An Interdisciplinary Approach
True scientific breakthroughs and significant scientific solutions are often due to an interdisciplinary approach. The complexity and scope of today’s scientific and societal questions and problems demand an academic attitude which does not remain confined to a single discipline. For this reason, professors and students from different academic disciplines are gathered in the Erasmus Honours Programme.
For most EHP-students, the interdisciplinary approach will prove to be a challenge as, in their second year they only just begin to realize what it means to study an academic discipline, with it’s own typical ‘worldview’. In High School various ‘subjects’ are taught. When attending classes in ‘Economy’, how many realized they were introduced in the world of the homo economicus; and who has wondered during ‘Maths’, how the world can be approached as a numeric whole? At University students grow, and maybe even excel in the discipline of their choice, but as they learn and grow, they are also limited by the boundaries of their discipline.
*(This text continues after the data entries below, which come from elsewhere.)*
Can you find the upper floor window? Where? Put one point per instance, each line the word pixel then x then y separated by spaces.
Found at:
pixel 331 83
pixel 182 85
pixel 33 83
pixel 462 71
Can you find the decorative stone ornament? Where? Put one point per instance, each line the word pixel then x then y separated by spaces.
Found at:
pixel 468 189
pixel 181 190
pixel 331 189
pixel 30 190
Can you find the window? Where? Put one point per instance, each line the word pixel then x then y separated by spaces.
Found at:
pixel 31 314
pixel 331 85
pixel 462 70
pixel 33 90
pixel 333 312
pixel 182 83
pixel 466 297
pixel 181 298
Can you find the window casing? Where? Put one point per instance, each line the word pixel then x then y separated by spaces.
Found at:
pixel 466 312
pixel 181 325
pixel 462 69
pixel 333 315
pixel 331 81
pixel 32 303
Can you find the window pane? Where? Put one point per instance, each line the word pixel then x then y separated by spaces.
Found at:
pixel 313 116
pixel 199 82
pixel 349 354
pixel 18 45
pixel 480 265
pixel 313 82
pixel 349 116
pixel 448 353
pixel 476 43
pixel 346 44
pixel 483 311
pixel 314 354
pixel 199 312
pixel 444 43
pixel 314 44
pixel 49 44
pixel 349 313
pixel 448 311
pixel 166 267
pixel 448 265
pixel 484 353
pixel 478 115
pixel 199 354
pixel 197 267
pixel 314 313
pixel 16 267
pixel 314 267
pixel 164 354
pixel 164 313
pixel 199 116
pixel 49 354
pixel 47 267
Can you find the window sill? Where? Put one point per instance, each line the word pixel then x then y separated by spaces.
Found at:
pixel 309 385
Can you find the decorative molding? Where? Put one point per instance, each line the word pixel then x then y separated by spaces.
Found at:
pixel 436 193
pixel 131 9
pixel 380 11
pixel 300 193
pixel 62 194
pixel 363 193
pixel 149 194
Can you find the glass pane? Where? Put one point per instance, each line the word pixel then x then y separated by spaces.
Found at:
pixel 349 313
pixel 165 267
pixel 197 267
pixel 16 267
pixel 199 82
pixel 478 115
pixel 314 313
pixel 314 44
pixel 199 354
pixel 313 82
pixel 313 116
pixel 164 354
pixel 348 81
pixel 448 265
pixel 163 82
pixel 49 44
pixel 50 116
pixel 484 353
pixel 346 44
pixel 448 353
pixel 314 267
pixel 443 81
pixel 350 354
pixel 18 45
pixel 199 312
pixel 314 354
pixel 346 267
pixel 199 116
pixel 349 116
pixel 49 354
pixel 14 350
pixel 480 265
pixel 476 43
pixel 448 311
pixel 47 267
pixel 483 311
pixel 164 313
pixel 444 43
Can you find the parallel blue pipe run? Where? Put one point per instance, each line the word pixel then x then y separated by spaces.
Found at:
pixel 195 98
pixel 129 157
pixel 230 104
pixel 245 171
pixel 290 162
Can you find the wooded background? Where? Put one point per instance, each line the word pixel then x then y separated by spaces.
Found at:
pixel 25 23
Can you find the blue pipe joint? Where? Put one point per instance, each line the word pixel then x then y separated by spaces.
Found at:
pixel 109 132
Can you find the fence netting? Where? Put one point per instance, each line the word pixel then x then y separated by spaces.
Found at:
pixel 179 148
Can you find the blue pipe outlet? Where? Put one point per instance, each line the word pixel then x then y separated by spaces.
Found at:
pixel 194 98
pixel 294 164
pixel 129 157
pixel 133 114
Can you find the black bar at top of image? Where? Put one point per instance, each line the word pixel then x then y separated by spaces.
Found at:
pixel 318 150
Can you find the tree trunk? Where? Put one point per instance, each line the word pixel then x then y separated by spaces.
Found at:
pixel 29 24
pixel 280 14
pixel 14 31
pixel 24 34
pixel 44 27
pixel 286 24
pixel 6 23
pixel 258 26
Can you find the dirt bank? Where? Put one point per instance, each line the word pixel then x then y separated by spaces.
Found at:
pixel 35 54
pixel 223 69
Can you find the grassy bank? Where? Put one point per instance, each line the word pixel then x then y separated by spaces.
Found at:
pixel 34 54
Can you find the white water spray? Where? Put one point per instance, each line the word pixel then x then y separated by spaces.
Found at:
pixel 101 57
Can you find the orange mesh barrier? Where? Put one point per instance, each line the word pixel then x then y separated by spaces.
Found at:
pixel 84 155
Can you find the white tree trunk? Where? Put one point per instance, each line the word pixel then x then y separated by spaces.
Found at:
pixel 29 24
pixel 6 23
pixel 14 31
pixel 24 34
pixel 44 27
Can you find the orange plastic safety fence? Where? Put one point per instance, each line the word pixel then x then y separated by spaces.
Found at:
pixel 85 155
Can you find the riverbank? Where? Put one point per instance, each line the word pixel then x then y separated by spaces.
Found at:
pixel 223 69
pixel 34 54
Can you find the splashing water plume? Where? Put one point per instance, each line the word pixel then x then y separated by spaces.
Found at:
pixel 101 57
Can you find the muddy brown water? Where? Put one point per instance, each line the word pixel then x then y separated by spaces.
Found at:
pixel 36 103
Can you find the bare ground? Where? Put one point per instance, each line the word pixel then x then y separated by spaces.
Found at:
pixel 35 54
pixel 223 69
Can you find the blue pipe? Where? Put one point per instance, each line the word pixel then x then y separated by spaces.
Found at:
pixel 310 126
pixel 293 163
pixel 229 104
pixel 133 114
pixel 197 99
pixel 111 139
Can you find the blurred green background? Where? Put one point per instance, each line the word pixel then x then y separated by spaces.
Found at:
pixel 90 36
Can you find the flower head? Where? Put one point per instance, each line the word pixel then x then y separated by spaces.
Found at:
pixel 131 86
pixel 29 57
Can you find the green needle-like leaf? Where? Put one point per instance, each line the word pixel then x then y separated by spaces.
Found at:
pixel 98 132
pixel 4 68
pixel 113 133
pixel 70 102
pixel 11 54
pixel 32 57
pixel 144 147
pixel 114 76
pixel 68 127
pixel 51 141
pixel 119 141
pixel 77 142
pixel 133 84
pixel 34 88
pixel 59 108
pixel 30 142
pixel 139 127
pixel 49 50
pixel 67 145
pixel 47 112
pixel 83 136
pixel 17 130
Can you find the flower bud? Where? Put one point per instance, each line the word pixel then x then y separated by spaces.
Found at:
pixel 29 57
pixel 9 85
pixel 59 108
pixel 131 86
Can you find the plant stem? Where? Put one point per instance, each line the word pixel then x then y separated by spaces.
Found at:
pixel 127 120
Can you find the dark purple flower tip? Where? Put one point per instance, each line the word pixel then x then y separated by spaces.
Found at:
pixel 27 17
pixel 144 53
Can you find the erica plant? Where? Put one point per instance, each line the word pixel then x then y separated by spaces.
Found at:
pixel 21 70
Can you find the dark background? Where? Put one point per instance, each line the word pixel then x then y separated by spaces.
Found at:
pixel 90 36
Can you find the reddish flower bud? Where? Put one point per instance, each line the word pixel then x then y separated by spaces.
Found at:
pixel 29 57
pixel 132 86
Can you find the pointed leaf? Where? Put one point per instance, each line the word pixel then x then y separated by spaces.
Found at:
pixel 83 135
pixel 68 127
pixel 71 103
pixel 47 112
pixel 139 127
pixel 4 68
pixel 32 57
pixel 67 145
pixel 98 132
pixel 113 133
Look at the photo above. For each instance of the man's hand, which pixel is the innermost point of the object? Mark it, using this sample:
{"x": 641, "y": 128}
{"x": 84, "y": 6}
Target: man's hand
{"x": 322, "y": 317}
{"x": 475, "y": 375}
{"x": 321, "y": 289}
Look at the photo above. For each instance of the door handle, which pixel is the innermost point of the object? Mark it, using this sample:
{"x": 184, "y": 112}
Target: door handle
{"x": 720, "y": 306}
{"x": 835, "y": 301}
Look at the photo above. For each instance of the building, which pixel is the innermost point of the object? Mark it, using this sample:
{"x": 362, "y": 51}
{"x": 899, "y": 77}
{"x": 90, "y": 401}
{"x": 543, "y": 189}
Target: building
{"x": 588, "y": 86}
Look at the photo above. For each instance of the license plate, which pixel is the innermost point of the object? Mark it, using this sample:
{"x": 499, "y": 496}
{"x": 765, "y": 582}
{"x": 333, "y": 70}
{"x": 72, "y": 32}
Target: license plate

Already in 1936, in The Crisis of European Sciences, the German Philosopher Edmund Husserl expressed his concerns about the ongoing differentiation and even disintegration of the scientific world; each science developing its own concepts, vocabulary, methods and specializations. Husserl’s dream that Philosophy might reinstate itself as a unifying discipline, did not come true. His prediction of ongoing differentiation however, did. An interdisciplinary approach offers a challenging response towards the divergence of scientific specializations; not only because it broadens the horizons of individual disciplines, but also because it appears to be a necessary approach, considering the complexity of many issues at hand. Phenomena like ‘poverty’ or ‘well-being’ demand a simultaneous and collaborative psychological, medical, sociologic and economic approach. Interdisciplinary thinking is probably one of the greatest challenges to science today. The problems to be met, however, are not to be underestimated. It requires at least an open attitude towards other disciplines and other perspectives. This is precisely what the EHP tries to encourage and facilitate.
The educational environment of the EHP differs from the usual teaching settings. Due to the multidisciplinary background of the group – students and teachers -, different, and even conflicting perspectives will be addressed and discussed. Without doubt, the learning practice of an interdisciplinary attitude will help EHP students in their further academic career and beyond. To enhance the interdisciplinary status of the curriculum, each module kicks off with an impression of the interdisciplinary issues at stake. Points of focus and leading questions will be formulated. At the end of each module, the interdisciplinary issues will be readdressed and evaluated.